The paper follows the basic economic idea that competition and market forces are the only way to efficiently produce improvements, and that both charter schools and vouchers provide such competition. One often ignored point that the paper makes clear is that the competition benefits not only those in the charter schools or using the vouchers, but it benefits those who remain in traditional public schools as well, since these schools, after the introduction of competition, are faced with new incentives to improve.
The paper also says that there are questions involving the constitutionality of voucher programs, but never mentions the source of these concerns or the ways in which vouchers might be unconstitutional. I would speculate that these questions arise from problems with the separation of church and state when government funding is used to pay for religious education, but that isn’t really clear from the paper.

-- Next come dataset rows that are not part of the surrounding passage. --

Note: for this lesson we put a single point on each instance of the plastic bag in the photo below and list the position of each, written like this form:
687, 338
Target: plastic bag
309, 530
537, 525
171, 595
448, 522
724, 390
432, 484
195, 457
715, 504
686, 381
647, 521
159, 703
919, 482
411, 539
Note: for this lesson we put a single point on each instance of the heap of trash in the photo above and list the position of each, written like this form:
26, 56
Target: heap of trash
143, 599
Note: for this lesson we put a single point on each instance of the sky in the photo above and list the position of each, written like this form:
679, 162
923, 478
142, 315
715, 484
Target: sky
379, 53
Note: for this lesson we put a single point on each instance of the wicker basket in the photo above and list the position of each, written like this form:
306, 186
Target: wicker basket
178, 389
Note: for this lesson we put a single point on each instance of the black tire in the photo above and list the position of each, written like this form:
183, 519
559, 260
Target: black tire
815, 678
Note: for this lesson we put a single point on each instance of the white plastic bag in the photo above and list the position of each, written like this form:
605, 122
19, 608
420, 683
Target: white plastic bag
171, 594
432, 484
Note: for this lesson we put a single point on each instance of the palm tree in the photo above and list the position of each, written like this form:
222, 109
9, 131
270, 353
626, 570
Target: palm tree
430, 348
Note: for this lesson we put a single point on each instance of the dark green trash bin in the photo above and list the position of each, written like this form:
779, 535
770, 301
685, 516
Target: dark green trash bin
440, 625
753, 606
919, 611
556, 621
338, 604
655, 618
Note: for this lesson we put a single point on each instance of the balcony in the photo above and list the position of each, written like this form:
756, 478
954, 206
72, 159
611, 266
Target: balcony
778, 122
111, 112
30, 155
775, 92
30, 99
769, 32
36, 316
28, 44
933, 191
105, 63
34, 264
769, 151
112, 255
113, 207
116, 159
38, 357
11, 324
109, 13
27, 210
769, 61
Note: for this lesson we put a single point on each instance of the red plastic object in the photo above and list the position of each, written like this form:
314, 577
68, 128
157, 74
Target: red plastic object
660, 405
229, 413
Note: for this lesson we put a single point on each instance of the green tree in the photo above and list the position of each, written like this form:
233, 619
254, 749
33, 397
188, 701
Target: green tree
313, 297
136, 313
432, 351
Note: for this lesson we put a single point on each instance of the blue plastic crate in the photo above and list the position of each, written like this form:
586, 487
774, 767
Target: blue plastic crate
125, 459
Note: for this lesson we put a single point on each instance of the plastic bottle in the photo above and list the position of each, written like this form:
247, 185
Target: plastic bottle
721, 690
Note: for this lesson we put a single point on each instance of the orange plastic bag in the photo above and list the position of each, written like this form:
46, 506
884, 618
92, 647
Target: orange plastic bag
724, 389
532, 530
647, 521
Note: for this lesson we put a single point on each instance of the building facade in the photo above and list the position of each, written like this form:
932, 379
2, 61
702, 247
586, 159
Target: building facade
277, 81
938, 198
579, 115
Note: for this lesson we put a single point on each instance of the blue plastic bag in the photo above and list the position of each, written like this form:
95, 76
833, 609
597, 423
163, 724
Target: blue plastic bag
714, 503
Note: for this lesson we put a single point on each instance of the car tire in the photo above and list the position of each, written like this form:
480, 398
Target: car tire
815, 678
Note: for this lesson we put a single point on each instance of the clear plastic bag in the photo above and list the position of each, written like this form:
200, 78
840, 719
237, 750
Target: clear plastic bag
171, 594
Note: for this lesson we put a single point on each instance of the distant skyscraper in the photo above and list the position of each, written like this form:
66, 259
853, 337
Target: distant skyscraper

Overall, however, the paper gives the impression that these two programs put public education on the verge of big changes, and I have to agree with that sentiment, and can only be happy about it. Public schools have failed too many of our children for far too long, and if these programs are as beneficial as the paper suggests, then they are certainly worth trying. However, the negative aspects of these programs, specifically the loss of funding to schools that need it the most, cannot be ignored.